Emergency Department Team Communication with the Patient: The Patient's Perspective

Published:September 17, 2012DOI:



      Effective communication is important for the delivery of quality care. The Emergency Department (ED) environment poses significant challenges to effective communication.


      The objective of this study was to determine patients' perceptions of their ED team's communication skills.


      This was a cross-sectional study in an urban, academic ED. Patients completed the Communication Assessment Tool for Teams (CAT-T) survey upon ED exit. The CAT-T was adapted from the psychometrically validated Communication Assessment Tool (CAT) to measure patient perceptions of communication with a medical team. The 14 core CAT-T items are associated with a 5-point scale (5 = excellent); results are reported as the percent of participants who responded “excellent.” Responses were analyzed for differences based on age, sex, race, and operational metrics (wait time, ED daily census).

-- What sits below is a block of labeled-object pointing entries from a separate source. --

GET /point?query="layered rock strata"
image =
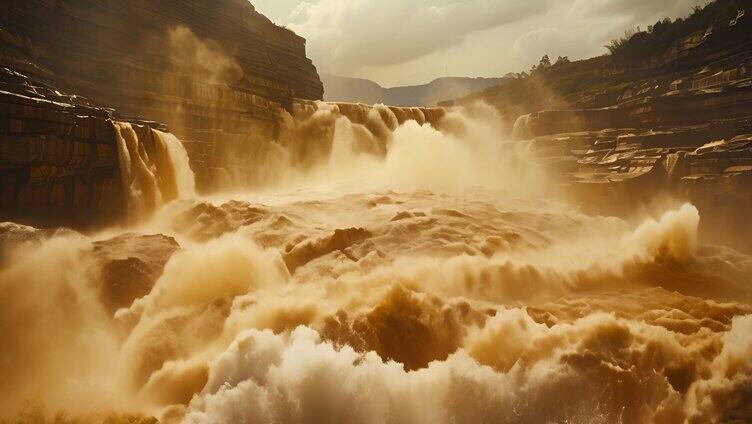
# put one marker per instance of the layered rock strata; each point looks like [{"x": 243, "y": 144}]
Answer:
[
  {"x": 674, "y": 123},
  {"x": 217, "y": 73}
]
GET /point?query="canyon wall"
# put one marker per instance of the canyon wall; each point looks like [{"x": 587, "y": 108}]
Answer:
[
  {"x": 667, "y": 116},
  {"x": 217, "y": 74}
]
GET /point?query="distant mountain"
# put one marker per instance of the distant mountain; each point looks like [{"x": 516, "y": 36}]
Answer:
[{"x": 356, "y": 90}]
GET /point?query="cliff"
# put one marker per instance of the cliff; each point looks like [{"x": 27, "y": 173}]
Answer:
[
  {"x": 669, "y": 112},
  {"x": 217, "y": 73}
]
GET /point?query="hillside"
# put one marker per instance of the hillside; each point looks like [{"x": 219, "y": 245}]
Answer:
[
  {"x": 356, "y": 90},
  {"x": 668, "y": 111}
]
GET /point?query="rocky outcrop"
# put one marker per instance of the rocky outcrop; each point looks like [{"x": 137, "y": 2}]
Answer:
[
  {"x": 58, "y": 157},
  {"x": 668, "y": 120},
  {"x": 217, "y": 73}
]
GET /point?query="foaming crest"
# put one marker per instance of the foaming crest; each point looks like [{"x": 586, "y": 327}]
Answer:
[{"x": 390, "y": 265}]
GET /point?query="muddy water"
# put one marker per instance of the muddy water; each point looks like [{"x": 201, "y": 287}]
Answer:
[{"x": 418, "y": 274}]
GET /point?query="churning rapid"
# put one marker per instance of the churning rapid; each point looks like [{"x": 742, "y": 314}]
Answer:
[{"x": 384, "y": 267}]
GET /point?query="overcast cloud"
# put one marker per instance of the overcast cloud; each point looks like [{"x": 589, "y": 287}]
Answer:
[{"x": 399, "y": 42}]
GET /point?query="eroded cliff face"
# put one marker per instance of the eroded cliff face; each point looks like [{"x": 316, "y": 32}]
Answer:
[
  {"x": 669, "y": 122},
  {"x": 218, "y": 75}
]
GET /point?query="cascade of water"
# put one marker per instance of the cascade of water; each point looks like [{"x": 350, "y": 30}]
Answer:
[
  {"x": 178, "y": 164},
  {"x": 150, "y": 180}
]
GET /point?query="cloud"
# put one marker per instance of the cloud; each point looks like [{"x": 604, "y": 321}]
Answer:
[{"x": 407, "y": 42}]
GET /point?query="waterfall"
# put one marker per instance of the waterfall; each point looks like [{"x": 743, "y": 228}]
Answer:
[
  {"x": 521, "y": 128},
  {"x": 184, "y": 179},
  {"x": 154, "y": 169}
]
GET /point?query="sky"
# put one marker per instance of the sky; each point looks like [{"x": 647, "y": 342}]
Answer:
[{"x": 406, "y": 42}]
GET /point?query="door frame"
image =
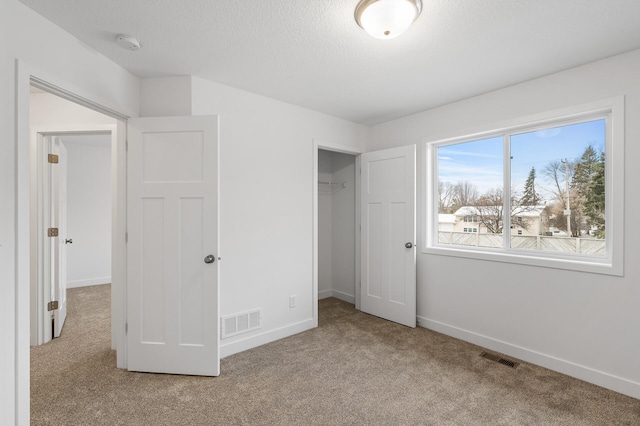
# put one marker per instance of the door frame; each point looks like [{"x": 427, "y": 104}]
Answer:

      There were 346 patients identified; the final sample for analysis was 226 patients (53.5% female, 48.2% Caucasian), representing a response rate of 65.3%. The scores on CAT-T items (reported as % “excellent”) ranged from 50.0% to 76.1%. The highest-scoring items were “let me talk without interruptions” (76.1%), “talked in terms I could understand” (75.2%), and “treated me with respect” (74.3%). The lowest-scoring item was “encouraged me to ask questions” (50.0%). No differences were noted based on patient sex, race, age, wait time, or daily census of the ED.


      The patients in this study perceived that the ED teams were respectful and allowed them to talk without interruptions; however, lower ratings were given for items related to actively engaging the patient in decision-making and asking questions.